Erythrocytes (i.e., red blood cells, RBCs) are an important determinant of the rheological properties of blood because of their large number density (~ 5 × 10
6/mm
3), particular mechanical properties, and aggregation tendency. Typically, a human RBC has a biconcave shape of ~ 8
μm in diameter and ~ 2
μm in thickness, and is highly deformable [
1,
2]. The interior fluid (cytoplasm) has a viscosity of 6 cP, which is about 5 times of that of the suspending plasma (~ 1.2 cP). At low shear stress, RBCs can also aggregate and form one-dimensional stacks-of-coins-like rouleaux or three-dimensional (3D) aggregates [
1,
3,
4]. The process is reversible and particularly important in the microcirculation, since such rouleaux or aggregates can dramatically increase effective blood viscosity. RBCs may also exhibit reduced deformability and stronger aggregation in many pathological situations, such as heart disease, hypertension, diabetes, malaria, and sickle cell anemia [
1]. The underlying mechanism of RBC aggregation is still under debate [
1,
4].
As a consequence of red cell size, the nature of blood flow changes greatly with the vessel diameter. In vessels larger than 200
μm, the blood flow can be accurately modeled as a homogeneous fluid. However, in vessels smaller than this, such as arterioles and venules, and especially capillaries (4–10
μm, i.d.), the RBCs have to be treated as discrete fluid capsules suspended in the plasma. When flowing in microvessels, the flexible RBCs migrate toward the vessel central region, resulting in a RBC concentrated core in the center, and a cell free layer (CFL) is developed near the vessel wall. Such phenomena are important in microcirculation since they are closely related to the flow resistance and biological transport [
1]. Traditionally, to incorporate the CFL effects, microscopic blood flows are modeled as multiphase flows with an interface between the peripheral CFL and the RBC concentrated core [
5]. Using such an approach, it is difficult to incorporate the effects of cell properties on hemodynamics and it is not suitable for investigation of the microscopic flow structures.

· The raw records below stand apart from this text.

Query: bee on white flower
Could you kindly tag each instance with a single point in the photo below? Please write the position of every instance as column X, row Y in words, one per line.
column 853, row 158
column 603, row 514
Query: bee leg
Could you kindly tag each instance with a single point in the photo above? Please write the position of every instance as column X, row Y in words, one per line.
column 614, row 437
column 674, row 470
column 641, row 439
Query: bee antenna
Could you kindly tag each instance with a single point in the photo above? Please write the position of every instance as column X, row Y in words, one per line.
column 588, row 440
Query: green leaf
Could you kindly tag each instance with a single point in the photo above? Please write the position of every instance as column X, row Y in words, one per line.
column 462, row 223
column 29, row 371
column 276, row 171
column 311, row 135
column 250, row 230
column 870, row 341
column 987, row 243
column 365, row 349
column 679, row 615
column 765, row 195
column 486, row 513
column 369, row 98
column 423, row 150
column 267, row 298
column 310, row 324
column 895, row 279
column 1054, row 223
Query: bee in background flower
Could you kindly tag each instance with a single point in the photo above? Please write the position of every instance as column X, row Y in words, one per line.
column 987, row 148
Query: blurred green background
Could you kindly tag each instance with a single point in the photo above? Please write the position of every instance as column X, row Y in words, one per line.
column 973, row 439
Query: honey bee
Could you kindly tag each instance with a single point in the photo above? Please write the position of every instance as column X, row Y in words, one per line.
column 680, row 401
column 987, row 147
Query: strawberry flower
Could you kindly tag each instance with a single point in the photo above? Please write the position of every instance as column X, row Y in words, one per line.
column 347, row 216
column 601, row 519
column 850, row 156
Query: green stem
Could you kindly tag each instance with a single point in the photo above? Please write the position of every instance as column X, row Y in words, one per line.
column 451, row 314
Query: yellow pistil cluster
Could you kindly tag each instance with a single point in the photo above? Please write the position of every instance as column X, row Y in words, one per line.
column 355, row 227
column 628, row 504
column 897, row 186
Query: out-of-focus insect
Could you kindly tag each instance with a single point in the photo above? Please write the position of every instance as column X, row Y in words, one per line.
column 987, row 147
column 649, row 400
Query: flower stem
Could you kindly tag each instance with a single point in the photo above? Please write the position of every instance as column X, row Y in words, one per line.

Benefiting from advances in computer and simulation technologies, now it is possible to model individual RBCs as discrete particles suspended in the plasma media. For example, Pozrikidis and coworkers [
6–
8] have employed the boundary integral method for Stokes flows to investigate RBC deformation and motion in shear and channel flows; Eggleton and Popel [
9] have combined the immersed boundary method (IBM) [
10] with a finite element treatment of the RBC membrane to simulate large 3D RBC deformations in shear flow. Recently, a lattice Boltzmann approach has also been adopted for RBC flows in microvessels, where the RBCs were represented as two-dimensional (2D) rigid particles [
11]. Bagchi [
12] has simulated a large RBC population in vessels of size 20–300
μm. However, RBC aggregation, which has been demonstrated experimentally as an important factor in determining hemodynamic and hemorheological behaviors in microcirculation [
1,
3,
13], was not considered in these studies. Liu et al. [
14] modeled the intercellular interactions using a Morse potential, thus accounting for RBC aggregation. The cell membrane was modeled with 3D elastic finite elements. Therefore the empirical RBC membrane constitutive relationships, which assume the membrane is a 2D sheet, cannot be utilized directly. Bagchi et al. [
15] have extended the IBM approach of Eggleton and Popel [
9] to two-cell systems and introduced the intercellular interaction using a ligand-receptor binding model. For rigid particles, Chung et al. [
16] have studied the behavior of two rigid elliptical particles in a channel flow utilizing the theoretical formulation of depletion energy proposed by Neu and Meiselman [
17]. It has been noted that such a description yields a constant (instead of a decaying) attractive force with large separations, which is not physically realistic [
16]. Sun and Munn [
18] have also improved their lattice Boltzmann model by including an interaction force between rigid RBCs.
Recently, we have developed an integrated model to study RBC behaviors in both shear and channel flows [
19,
20]. This model combines the lattice Boltzmann method (LBM) for fluid flows and IBM for the fluid-membrane interaction. Crucial factors, including the membrane deformability, viscosity difference across the RBC membrane, and intercellular aggregation, have been carefully considered in the model. The aim of this study was to investigate the effect of different RBC deformabilities and aggregation strengths on CFL structure and flow resistance in microscopic blood flows. We also explored the process of RBC flow development upon the application of an external pressure gradient. Finally, our results are also compared to previous experimental observations and numerical simulations.